A política alemã está a inclinar-se para o federalismo
Alguma coisa em mim preferiria que os membros do Partido-Social Democrata alemão votassem contra uma grande coligação com os democratas-cristãos de centro-direita de Angela Merkel. Uma coligação permanente acabaria por fortalecer a extrema-esquerda e a extrema-direita. Sabemos que numa democracia, com o passar do tempo, os governos tendem a produzir forças de oposição de força igual ou superior. Esta seria a terceira grande coligação na Alemanha em 12 anos. É melhor acabar com isso o mais depressa possível.
Mas também há algo em mim que diz que esta coligação em particular pode fazer realmente alguma coisa de útil. O capítulo do acordo preliminar sobre a Europa é surpreendente. A CDU e o SPD aceitam o princípio de uma união orçamental para a estabilização macroeconómica e transformam o Mecanismo Europeu de Estabilidade (MEE), o fundo de resgate, numa instituição da UE.

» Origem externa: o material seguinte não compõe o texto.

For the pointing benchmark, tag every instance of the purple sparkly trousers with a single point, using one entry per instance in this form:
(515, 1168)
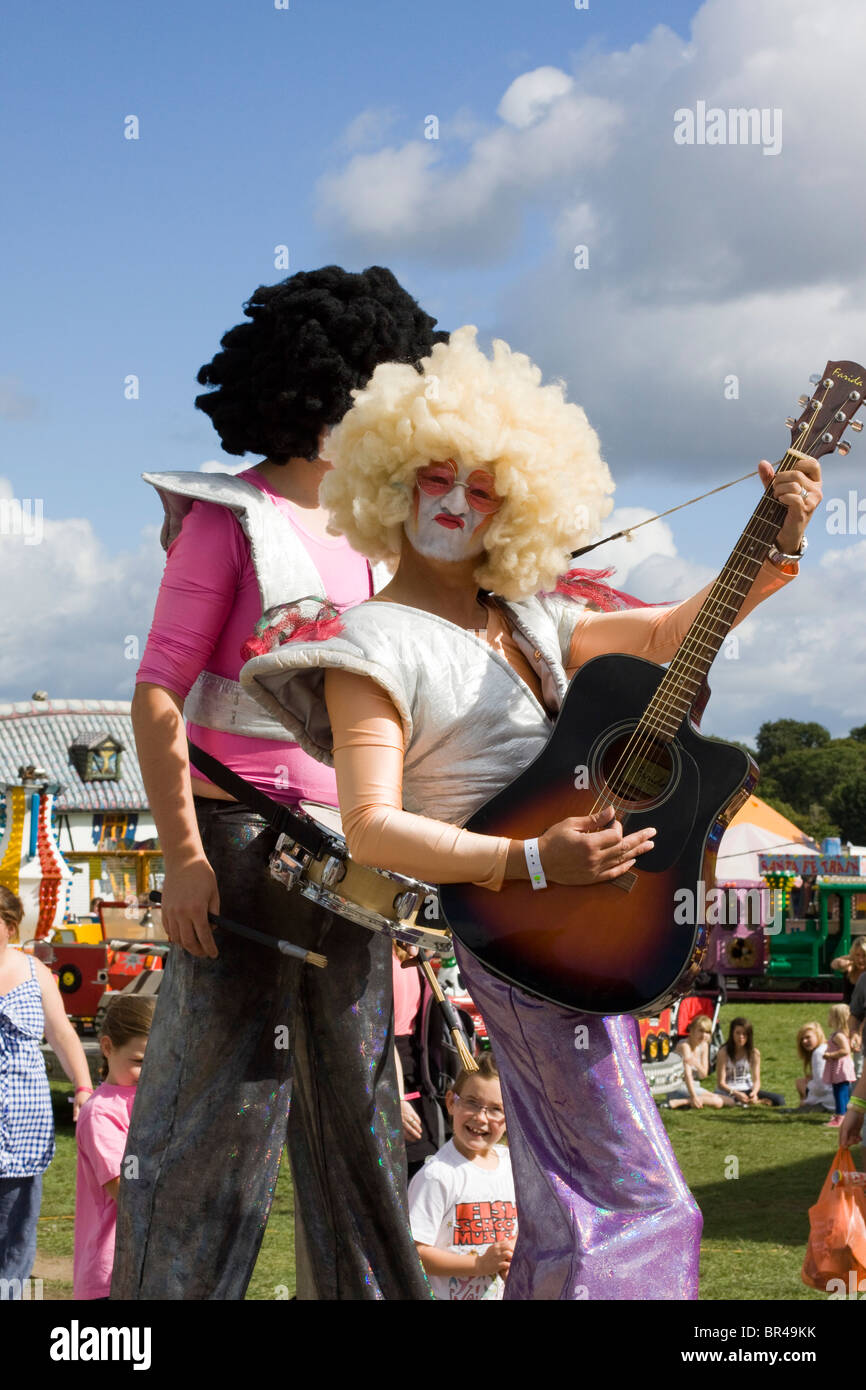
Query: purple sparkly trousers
(243, 1047)
(602, 1207)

O que me surpreendeu verdadeiramente foi a resposta inicialmente silenciosa dos suspeitos habituais à direita. Os deputados eurocéticos da CDU e os seus aliados bávaros, a União Social Cristã, ficaram invulgarmente silenciosos. Assim como os comentadores económicos na comunicação social. A minha única explicação é que eles não leram o capítulo, ou não o entenderam.
O silêncio terminou abruptamente na semana passada com um artigo de Otmar Issing no Frankfurter Allgemeine Zeitung. O Sr. Issing, ex-membro da comissão executiva do Banco Central Europeu, reconheceu, acertadamente, a importância do capítulo sobre a UE no acordo. Sendo um conservador a nível económico, ficou consternado com a facilidade com que a Alemanha levantou a bandeira branca no debate sobre a zona euro. União bancária, união orçamental, sistemas de transferência, tudo isso pode acontecer muito em breve. Foi contra isso que o sistema conservador, ordoliberal, sempre lutou. Eu, pessoalmente, não concordo com a sua visão do mundo, mas eles têm razão ao dizer que o acordo de coligação preliminar é importante.
Este curso de acontecimentos não passará sem contestação. Para começar, os membros do SPD podem votar contra o acordo de coligação. O capítulo europeu é mais importante para Martin Schulz do que para o membro comum do partido. O líder do SPD não fez campanha sobre a questão na campanha eleitoral do ano passado. Ele perdeu muita da sua autoridade desde que deixou o cargo de presidente do Parlamento Europeu para entrar na política alemã há um ano. Os seus apoiantes estão a ficar cansados das suas promessas não cumpridas, como a de nunca trabalhar sob a liderança de Angela Merkel e a sua promessa de não entrar numa grande coligação numa posição secundária.
A liderança do SPD e o mundo exterior estão muito descontraídos quanto à próxima votação sobre a coligação. Os referendos nas democracias parlamentares são intrinsecamente imprevisíveis. Com esta vota- ção, o partido oferece aos seus membros uma oportunidade que eles não tiveram antes. De uma só vez, podem livrar-se do seu próprio líder e da Sra. Merkel. Para alguns, esta é uma tentação a que é difícil de resistir.
Outra fonte de obstrução para a reforma da zona euro é a ascensão da oposição dentro da CDU. O artigo de Issing provocou um debate no grupo parlamentar do partido quando os deputados informaram que as bases estão particularmente infelizes com o capítulo sobre o MEE. A Sra. Merkel salientou que o Bundestag manterá o seu direito de veto sobre qualquer programa do MEE, mesmo que o fundo de resgate se torne uma instituição europeia. Ela disse que o BCE também está alicerçado na legislação da UE, mas é independente.
A sua resposta é tanto verdadeira como enganadora. Alicerçar o MEE na legislação da UE não alterará o direito de veto nacional sobre os programas que são financiados a partir das instalações existentes do MEE. Mas abre novos canais de financiamento e de procedimentos de tomada de decisão no futuro. É preciso analisar a mudança proposta na base jurídica em combinação com os planos para uma união orçamental. Se uma capacidade orçamental recém-criada apoiasse o MEE no futuro, então certamente os governos nacionais deixariam de ter um direito de veto? O dinheiro já não seria o deles.
O Sr. Issing e outros conservadores veem as medidas propostas pela CDU/CSU e pelo SPD como um caminho perigoso para um regime que deixaria de se basear na soberania orçamental e financeira, alicerçada a nível nacional, mas que se dirigiria antes para a governança mútua. Foi sempre disso que tratou o debate sobre a zona euro. É uma variante do antigo conflito entre o federalismo e intergovernamentalismo. Sobre a questão específica da governança da zona euro, a política alemã está a inclinar a balança a favor da visão federalista. Por isso, e só isso, eu provavelmente concordaria com a grande coligação, mas talvez não para um mandato completo.